VCF in strijd met art. 1 Eerste Protocol EVRM! Over finale verrekeningen en keuzebedingen onder last

Middels het decreet van 8 december 2017 heeft men de werking van verblijvings- en keuzebedingen onder last alsook finale verrekenbedingen ‘geneutraliseerd’ in de erfbelasting.

Vorderingen of schulden die op die manier voortvloeien uit het huwelijkscontract worden fiscaal niet in rekening gebracht.

Voor zover dit betekent dat diegene die het vermogen verkrijgt geen passief in aftrek kan nemen, kan dit nog door de beugel. Stel bijvoorbeeld een kinderloos gehuwd koppel onder scheiding van goederen met een finaal verrekenbeding. De man overlijdt eerst en laat goederen met een waarde van 100 na. Er is tevens een finaal verrekenbeding in het voordeel van de langstlevende van 0/100 voorzien. De echtgenote bekomt (bijvoorbeeld via testament) de totaliteit van de goederen in volle eigendom. Het enige gevolg is hier dat mevrouw zal belast worden op die 100 goederen, terwijl zij de vordering die ze heeft op de nalatenschap (haar vordering van 100 ingevolge het finaal verrekenbeding) niet fiscaal in aftrek kan nemen. Dit is misschien fiscaal niet aantrekkelijk voor mevrouw en fnuikt ook wel enigszins de geest van het nieuwe huwelijksvermogensrecht, maar al bij al blijft het bij een fiscaal onaantrekkelijke vermogensverkrijging.

Maar het kan ook een (fiscale) brug te ver zijn als ons koppel bijvoorbeeld wel (gemeenschappelijke) kinderen heeft. Civielrechtelijk bekomt de langstlevende via het finaal verrekenbeding een vordering van 100 (die volledig ‘reserveproof’ is als deze bijvoorbeeld enkel op aanwinsten slaat). De goederen zelf van de man/vader vererven conform het wettelijk erfrecht of conform het testament en zullen dus (al dan niet bij toepassing van het reservataire erfrecht) voor een stuk bij de kinderen terechtkomen. Nochtans zal de langstlevende echtgenote de kinderen in voorkomend geval civielrechtelijk kunnen confronteren met de civielrechtelijke passiefpost ten belope van dezelfde waarde als de totale waarde van de goederen. In geval van gemeenschappelijke kinderen en waar het enkel aanwinsten betreffen, zal dit ertoe leiden dat de kinderen civielrechtelijk met 0 achterblijven. En toch zullen zij worden belast in de erfbelasting. Door voormelde decretale ingreep wordt het civielrechtelijke verhaal immers volledig genegeerd. Dit is duidelijk een brug te ver en in strijd met art. 1 Eerste Protocol (EP) EVRM. De kinderen krijgen 0, maar moeten toch erfbelasting betalen! Hier ontbreekt elk redelijk evenwicht, hetgeen nochtans de basisregel vormt in het kader van de eigendomsbescherming voorzien bij toepassing van art. 1 EP EVRM.

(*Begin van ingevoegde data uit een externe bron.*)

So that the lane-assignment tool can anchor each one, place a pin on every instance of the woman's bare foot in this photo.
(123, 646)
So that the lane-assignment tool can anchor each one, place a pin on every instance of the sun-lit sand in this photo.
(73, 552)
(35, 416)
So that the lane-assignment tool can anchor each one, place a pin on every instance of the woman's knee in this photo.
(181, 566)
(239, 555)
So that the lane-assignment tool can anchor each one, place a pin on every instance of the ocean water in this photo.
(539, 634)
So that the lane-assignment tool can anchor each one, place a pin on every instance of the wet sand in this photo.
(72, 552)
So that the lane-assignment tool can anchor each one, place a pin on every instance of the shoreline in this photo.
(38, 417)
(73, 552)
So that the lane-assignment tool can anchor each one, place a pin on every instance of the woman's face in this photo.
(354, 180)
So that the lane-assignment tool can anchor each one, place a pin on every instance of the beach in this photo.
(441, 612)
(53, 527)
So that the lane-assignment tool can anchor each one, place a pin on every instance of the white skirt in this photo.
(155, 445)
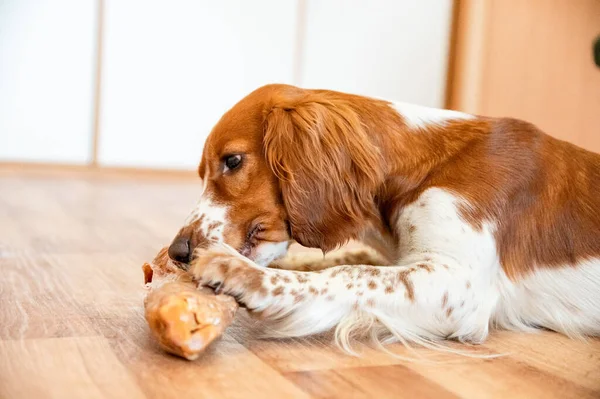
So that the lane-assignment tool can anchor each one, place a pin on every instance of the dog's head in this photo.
(285, 164)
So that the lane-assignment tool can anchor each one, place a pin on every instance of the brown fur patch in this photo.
(445, 300)
(403, 277)
(426, 267)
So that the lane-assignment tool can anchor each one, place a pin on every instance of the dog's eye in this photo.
(232, 162)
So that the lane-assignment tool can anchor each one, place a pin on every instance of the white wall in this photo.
(172, 68)
(47, 67)
(397, 50)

Eenzelfde problematiek kan zich voordoen bij een verblijvings- of keuzebeding onder last. Bij een keuze voor het totale gemeenschappelijk vermogen met last zal in eerste instantie in principe enkel de langstlevende worden belast (art. 2.7.1.0.4 VCF) maar op het ogenblik van het overlijden van de langstlevende zal de schuld wellicht nog moeten worden afgelost. De kinderen van de langstlevende treffen dan actief aan in de nalatenschap maar worden met een belangrijk civielrechtelijk passief geconfronteerd dat niet fiscaal in rekening zal worden gebracht. Vermits er ook hier geen noodzakelijke coherentie is tussen diegene die erft en diegene die de erfbelasting finaal moet dragen (de erfgenamen van de eerststervende zijn mogelijks andere personen dan de erfgenamen van de langstlevende, bv. bij nieuw samengestelde gezinnen), stelt zich ook hier het probleem van art. 1 EP EVRM.

In het kader van betwistingen in de erfbelasting omtrent dergelijke scenario’s lijkt het ons dat de fiscus het onderspit zal delven.

Voorkomen is echter altijd beter dan ‘genezen’, zodat een doordachte opbouw van de betrokken clausules in het huwelijkscontract is aangewezen.